Cléopâtre met en scène de sa mort tel celle d'un pharaon, le dernier pharaon. Elle deviendra mythe, cela transparait dans l'écriture de
Frédéric Martinez : "Du vent, tout ça : terrasser l'Hydre de Lerne, étouffer le lion de Némée, battre à la course des biches aux pieds d'airain et puis quoi encore ? du vent, des fables. Hercule et Dionysos pas davantage ne sauraient résister à Vénus en personne. La voici, fille de l'écume, surgissant des eaux de la Méditerranée. Elle a quitté les cimes improbables de l'Olympe pour faire une entrée fracassante sur la scène de l'Histoire. Qui mieux qu'elle pouvait l'incarner ? Cléopâtre a soigné les détails, passé un déshabillé antique du plus bel effet. Ce n'est pas une cliente de Rome qui navigue ce jour-là au large de Tarse, ce n'est pas même une reine : c'est une déesse."

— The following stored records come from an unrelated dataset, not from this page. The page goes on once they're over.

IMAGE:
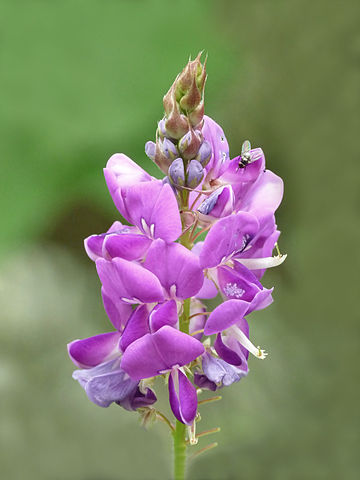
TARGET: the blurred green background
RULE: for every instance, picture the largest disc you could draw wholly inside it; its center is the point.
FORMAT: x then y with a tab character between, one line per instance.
81	80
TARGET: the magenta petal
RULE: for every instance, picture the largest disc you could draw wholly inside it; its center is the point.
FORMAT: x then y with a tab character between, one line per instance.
92	351
94	245
182	397
153	208
117	311
127	245
155	353
228	236
225	315
136	327
176	267
163	314
265	193
129	282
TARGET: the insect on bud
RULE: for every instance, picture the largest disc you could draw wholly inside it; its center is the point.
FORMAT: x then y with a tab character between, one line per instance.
150	148
177	172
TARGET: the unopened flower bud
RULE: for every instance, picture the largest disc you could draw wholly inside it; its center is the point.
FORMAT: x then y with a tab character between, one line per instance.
150	148
189	144
177	172
176	124
161	128
195	173
161	160
169	149
204	154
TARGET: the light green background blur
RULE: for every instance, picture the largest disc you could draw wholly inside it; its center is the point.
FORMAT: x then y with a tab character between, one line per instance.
81	80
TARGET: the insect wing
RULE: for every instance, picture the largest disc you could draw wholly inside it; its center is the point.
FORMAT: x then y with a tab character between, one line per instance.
246	147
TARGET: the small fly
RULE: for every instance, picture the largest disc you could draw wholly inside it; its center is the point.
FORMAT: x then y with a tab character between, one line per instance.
245	158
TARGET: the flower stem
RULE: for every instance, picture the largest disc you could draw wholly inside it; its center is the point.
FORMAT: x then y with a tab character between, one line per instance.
179	451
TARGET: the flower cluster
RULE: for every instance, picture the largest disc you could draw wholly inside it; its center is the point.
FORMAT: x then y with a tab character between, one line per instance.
206	230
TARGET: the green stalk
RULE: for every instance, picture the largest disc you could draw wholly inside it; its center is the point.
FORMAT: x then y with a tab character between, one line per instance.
179	451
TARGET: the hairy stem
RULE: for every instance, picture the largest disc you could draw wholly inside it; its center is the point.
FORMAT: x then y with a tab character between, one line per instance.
179	451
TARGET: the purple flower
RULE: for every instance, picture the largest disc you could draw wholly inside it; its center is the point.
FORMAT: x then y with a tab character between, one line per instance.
153	273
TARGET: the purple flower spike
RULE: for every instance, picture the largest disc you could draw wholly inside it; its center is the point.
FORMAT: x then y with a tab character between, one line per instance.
92	351
128	282
154	354
105	383
163	314
219	204
220	372
182	397
94	244
229	236
131	246
176	267
177	172
150	148
136	327
195	173
214	134
225	315
153	208
121	172
204	154
117	311
138	399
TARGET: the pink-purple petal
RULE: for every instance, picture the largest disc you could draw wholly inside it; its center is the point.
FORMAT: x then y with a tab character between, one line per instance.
153	208
163	314
158	352
176	267
90	352
229	236
128	281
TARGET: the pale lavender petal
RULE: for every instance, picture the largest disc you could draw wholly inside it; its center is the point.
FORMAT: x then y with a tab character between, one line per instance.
106	383
122	172
138	399
127	245
219	204
214	134
92	351
182	397
238	284
221	372
152	207
203	382
129	282
136	327
225	315
226	353
208	290
117	311
176	267
229	236
163	314
265	193
158	352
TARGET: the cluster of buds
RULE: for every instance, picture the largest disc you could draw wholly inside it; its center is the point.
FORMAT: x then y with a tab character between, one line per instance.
180	150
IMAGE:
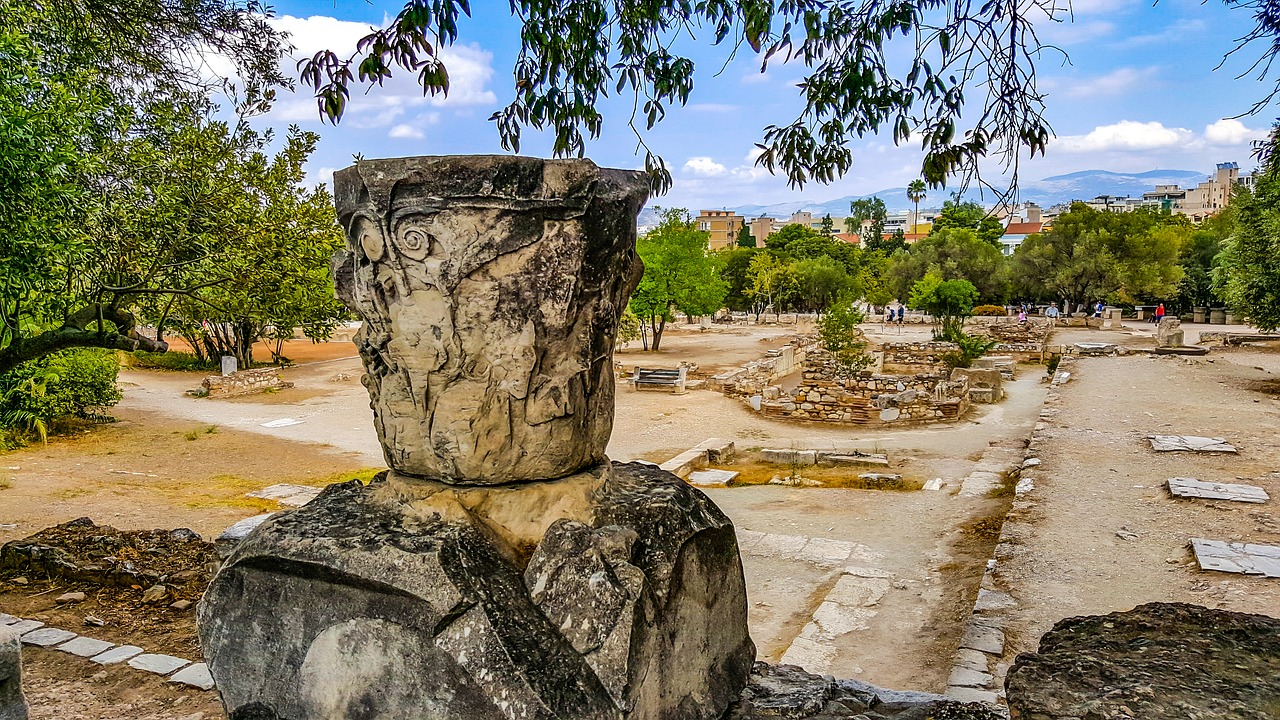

Frédéric Martinez nous emmène dans un livre où tout brille comme dans la thalamège, le vaisseau royal "tout rutile et chatoie, Thalamegos, est un palais mouvant, un îlot de luxe dérivant sur le Nil. César n'est jamais monté à bord d'un semblable navire. La thalamège de Cléopâtre comprend de nombreuses chambres, des cours bordées de colonnades, des sanctuaires dédiés à Vénus et à Dionysos, des salles pour les banquets et réjouissances pourvues de plafonds à coffrages ou couvertes d'un dais pourpre. le décor est fastueux : couleurs vives, boiseries en cèdre et en cyprès, peintures et feuilles d'or. Des bustes royaux ornent les appartements. le style grec prime. Une des salles de banquet fait une concession au goût égyptien : pétales de lotus et feuilles d'acanthe décorent les chapiteaux des colonnes aux tambours noir et blanc. Un escalier rejoint les niveaux. Il est possible d'exercer son corps dans un gymnase, de cultiver son esprit dans une salle de lecture ou de se délasser dans une salle de repos, de prendre un bain dans une piscine en cuivre. La grotte artificielle et le jardin d'hiver offrent un refuge aux méditatifs ou aux amoureux transis égarés dans cette cour flottante."
L'écriture est d'une efficacité redoutable, les chapitres s'enchaînent à toute vitesse, le récit foisonne de détails.
Les éléments ne sont pas en reste : on sent le vent de l'Orient souffler sur les pages, la chaleur du désert brûle les doigts, le soleil rend Cléopâtre solaire, le Nil et la Méditerranée nous rafraîchissent.
Une fois le livre refermé...
une seule envie : s'y replonger comme pour le redécouvrir, comme pour y trouver de nouveaux détails, comme pour en faire une nouvelle lecture. C'est souvent le cas avec les Mythes ou les Tragédies.